A personalidade mística é descentrada de si mesma —quase diria que no século 21 seria impossível uma tal personalidade existir em meio ao narcisismo boçal dos identitarismos e do marketing existencial que assolam o mundo.

Esse descentramento pode vir acompanhado da quase total falta de consciência acerca do processo de "taborização" em si. Os outros, como no caso do príncipe Minchkin, percebem a transformação sem que ele tenha a mínima consciência dela.

Voltando a Kazantzaki.
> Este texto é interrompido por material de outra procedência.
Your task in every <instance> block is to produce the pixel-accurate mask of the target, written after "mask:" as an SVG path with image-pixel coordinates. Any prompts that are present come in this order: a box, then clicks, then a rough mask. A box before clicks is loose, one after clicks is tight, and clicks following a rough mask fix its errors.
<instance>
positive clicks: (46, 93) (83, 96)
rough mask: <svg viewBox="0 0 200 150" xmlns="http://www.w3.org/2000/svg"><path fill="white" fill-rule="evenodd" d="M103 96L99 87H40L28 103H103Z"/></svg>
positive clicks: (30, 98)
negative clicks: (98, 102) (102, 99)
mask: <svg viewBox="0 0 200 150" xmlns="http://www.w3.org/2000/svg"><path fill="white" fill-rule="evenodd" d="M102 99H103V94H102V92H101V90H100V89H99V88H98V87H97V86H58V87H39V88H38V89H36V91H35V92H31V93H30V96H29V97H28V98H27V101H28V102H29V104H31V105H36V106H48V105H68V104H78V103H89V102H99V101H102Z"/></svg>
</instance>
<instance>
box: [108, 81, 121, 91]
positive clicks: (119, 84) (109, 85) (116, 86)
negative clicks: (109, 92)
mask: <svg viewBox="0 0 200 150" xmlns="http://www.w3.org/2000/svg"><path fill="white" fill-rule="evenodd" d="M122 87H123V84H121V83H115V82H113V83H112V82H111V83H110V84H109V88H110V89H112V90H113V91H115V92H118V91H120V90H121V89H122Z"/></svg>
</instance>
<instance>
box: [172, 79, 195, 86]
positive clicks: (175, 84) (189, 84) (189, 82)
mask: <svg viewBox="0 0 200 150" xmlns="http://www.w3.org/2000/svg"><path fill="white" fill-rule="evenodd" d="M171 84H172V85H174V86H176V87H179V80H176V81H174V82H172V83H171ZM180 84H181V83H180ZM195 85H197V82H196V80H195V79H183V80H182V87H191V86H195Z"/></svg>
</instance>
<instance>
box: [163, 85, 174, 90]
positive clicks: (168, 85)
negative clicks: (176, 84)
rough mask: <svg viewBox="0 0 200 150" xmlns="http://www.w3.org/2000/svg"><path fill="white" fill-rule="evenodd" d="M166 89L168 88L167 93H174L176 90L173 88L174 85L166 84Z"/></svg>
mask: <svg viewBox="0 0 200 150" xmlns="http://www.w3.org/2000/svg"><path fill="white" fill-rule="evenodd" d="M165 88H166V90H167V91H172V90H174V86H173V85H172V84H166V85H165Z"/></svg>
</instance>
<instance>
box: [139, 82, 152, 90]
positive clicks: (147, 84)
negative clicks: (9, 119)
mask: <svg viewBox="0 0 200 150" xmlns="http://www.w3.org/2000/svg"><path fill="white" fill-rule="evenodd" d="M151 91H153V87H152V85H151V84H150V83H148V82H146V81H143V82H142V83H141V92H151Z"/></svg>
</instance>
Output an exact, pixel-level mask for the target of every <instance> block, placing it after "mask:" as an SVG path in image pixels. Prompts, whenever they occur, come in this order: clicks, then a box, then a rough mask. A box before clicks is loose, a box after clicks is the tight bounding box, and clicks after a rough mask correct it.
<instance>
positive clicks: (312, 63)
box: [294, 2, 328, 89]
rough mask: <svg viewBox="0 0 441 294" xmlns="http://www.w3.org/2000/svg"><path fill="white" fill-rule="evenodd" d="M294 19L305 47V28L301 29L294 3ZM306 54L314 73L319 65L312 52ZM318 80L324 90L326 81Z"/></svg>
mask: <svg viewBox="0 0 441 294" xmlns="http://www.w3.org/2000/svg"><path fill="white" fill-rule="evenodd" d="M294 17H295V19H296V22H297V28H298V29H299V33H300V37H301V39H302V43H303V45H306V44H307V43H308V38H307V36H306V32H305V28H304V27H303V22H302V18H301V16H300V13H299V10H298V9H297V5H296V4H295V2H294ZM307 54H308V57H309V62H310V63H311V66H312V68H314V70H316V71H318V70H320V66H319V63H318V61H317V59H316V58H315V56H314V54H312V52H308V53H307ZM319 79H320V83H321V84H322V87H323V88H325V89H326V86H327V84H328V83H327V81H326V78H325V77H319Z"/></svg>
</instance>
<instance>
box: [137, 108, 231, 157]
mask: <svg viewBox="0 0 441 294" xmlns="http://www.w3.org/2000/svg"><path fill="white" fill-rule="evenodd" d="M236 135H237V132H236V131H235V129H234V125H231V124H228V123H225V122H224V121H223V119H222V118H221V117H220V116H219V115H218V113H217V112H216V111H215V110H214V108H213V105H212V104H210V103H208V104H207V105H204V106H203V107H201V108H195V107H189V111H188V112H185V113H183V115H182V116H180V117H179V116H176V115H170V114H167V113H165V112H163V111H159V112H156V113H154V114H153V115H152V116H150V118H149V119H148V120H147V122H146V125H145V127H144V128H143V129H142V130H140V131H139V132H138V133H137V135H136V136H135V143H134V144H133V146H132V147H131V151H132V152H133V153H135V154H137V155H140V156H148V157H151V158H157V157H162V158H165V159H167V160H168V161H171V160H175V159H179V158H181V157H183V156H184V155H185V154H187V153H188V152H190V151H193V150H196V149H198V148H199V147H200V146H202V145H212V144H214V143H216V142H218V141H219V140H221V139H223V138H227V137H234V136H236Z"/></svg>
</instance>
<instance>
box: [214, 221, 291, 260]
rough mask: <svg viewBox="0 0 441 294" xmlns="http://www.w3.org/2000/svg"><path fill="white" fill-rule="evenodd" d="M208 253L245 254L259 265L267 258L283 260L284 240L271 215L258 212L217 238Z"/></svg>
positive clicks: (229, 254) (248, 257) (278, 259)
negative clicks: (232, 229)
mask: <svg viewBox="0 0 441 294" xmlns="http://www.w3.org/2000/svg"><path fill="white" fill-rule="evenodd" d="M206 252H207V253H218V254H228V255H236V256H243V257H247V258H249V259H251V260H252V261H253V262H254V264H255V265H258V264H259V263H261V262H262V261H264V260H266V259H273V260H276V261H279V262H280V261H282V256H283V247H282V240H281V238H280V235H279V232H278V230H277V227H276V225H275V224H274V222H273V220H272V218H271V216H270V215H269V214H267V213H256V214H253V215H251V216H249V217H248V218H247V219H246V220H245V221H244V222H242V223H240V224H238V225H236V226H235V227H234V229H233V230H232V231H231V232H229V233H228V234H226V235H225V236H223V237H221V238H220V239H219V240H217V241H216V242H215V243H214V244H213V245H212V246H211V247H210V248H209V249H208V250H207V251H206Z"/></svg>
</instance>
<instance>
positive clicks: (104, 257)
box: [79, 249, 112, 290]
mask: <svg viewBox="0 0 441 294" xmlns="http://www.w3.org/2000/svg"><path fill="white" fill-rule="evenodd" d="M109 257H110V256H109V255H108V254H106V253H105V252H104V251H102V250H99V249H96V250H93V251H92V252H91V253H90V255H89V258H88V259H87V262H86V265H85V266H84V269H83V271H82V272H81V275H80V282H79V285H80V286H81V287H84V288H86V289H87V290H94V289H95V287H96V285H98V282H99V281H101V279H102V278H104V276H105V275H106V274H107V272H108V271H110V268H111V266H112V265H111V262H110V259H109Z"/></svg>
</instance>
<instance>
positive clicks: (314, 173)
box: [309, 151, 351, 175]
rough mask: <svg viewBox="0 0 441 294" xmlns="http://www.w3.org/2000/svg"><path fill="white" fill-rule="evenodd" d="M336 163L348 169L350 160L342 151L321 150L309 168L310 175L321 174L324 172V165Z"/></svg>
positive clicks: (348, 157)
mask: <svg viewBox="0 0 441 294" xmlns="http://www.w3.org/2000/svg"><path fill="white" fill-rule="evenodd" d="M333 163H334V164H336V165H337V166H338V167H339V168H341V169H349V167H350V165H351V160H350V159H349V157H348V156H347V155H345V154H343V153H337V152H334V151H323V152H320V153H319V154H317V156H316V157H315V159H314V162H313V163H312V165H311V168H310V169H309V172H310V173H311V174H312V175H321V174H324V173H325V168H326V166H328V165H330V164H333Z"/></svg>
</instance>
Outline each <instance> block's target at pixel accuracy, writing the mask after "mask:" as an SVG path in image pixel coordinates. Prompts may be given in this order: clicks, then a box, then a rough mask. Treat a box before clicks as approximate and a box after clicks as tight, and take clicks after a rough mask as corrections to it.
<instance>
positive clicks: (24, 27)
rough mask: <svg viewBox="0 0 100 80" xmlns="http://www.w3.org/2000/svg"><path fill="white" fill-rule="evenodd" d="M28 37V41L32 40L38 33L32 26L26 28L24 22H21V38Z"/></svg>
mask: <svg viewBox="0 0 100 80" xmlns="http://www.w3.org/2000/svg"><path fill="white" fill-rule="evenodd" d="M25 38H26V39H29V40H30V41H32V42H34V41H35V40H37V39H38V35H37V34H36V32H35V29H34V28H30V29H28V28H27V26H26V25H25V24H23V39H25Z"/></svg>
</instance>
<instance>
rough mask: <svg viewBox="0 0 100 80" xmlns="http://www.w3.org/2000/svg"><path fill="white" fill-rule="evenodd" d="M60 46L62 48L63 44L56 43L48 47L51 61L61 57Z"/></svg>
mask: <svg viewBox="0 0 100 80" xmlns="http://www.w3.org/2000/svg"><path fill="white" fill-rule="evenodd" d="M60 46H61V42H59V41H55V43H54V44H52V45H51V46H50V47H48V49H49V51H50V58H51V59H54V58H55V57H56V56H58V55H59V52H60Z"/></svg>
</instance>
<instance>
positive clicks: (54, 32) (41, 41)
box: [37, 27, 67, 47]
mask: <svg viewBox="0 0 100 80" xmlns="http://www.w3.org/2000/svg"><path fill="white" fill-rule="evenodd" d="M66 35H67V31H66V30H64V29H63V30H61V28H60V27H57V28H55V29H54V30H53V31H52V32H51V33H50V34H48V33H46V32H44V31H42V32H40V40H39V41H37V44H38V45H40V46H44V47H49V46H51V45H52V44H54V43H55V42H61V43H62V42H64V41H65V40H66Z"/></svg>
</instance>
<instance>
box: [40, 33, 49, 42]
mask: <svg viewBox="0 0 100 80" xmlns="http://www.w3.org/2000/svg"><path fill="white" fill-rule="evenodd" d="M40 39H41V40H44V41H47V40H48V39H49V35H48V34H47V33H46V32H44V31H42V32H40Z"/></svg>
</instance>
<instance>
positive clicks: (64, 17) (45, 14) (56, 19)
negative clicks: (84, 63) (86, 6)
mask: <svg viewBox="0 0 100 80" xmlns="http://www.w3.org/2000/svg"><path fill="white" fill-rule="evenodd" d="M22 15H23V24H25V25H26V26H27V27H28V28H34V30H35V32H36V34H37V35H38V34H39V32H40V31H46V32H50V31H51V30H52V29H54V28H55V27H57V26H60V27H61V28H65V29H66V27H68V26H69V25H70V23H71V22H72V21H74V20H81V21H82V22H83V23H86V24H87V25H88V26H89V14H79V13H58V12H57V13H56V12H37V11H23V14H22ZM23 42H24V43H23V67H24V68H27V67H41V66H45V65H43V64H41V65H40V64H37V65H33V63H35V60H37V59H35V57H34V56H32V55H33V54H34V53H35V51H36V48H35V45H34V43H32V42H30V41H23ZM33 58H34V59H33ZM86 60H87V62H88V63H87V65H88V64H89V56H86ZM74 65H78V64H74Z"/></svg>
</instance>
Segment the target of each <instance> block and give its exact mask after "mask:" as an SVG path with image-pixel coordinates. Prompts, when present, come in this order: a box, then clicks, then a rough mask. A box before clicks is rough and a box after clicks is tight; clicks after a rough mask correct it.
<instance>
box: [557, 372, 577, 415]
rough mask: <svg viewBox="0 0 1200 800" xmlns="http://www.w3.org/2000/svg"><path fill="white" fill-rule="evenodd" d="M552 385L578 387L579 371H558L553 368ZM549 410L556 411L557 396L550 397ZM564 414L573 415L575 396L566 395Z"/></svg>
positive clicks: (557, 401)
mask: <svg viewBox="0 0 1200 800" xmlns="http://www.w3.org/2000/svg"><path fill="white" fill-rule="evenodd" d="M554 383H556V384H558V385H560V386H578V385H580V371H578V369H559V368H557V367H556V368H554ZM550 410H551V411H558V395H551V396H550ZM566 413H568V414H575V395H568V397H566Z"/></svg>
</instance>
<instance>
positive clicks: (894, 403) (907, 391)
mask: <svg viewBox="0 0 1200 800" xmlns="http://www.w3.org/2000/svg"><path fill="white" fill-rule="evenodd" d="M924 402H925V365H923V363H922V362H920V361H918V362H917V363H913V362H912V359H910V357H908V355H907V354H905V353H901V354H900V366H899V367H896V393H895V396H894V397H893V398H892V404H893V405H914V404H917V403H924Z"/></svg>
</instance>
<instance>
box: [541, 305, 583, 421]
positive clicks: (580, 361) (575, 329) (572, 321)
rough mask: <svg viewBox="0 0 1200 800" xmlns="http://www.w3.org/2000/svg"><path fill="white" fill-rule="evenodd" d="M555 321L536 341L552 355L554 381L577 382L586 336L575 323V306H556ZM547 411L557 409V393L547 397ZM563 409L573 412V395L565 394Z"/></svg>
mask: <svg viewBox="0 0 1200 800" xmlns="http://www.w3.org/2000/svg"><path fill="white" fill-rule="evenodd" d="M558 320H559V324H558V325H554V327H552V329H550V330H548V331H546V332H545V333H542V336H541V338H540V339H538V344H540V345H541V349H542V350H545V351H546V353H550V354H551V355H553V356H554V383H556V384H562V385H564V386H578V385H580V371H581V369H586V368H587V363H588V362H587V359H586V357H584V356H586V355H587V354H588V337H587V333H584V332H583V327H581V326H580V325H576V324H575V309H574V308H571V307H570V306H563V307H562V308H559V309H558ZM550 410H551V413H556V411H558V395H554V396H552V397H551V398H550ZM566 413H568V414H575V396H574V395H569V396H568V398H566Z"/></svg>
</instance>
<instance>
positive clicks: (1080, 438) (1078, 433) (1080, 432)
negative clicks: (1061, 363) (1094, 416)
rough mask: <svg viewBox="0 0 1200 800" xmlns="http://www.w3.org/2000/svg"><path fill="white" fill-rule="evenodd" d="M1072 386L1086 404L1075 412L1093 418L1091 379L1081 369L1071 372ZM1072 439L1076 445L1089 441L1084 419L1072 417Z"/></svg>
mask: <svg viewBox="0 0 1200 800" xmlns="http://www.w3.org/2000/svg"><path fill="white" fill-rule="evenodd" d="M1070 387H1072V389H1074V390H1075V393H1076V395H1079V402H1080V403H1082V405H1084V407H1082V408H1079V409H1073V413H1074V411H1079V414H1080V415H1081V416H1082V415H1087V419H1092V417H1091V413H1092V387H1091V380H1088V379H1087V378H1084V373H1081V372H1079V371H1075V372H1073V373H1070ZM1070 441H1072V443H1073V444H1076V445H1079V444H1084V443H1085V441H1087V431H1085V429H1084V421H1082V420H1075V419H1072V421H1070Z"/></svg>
O autor grego se vê diante de seu conterrâneo de Creta —mas que viveu em Toledo, na Espanha—, o pintor El Greco (1571-1614), como alguém da "sua raça". O livro descreve a biografia espiritual de Kazantzaki, sua ascese e travessia do deserto, travessia presente em qualquer experiência espiritual que merece assim ser chamada.

Aliás, as experiências espirituais de consumo hoje em dia são um lixo, entre outras razões, porque são narcísicas.

As pinturas de El Greco consomem seus personagens no fogo. Assim Kazantzaki vê a experiência mística: o místico é consumido pela chama de Deus. Nenhum corpo permanece igual diante do fogo.

Nenhuma alma permanece igual diante de Deus: ela vira chama como ele. Do caos à luz, "o método de Deus".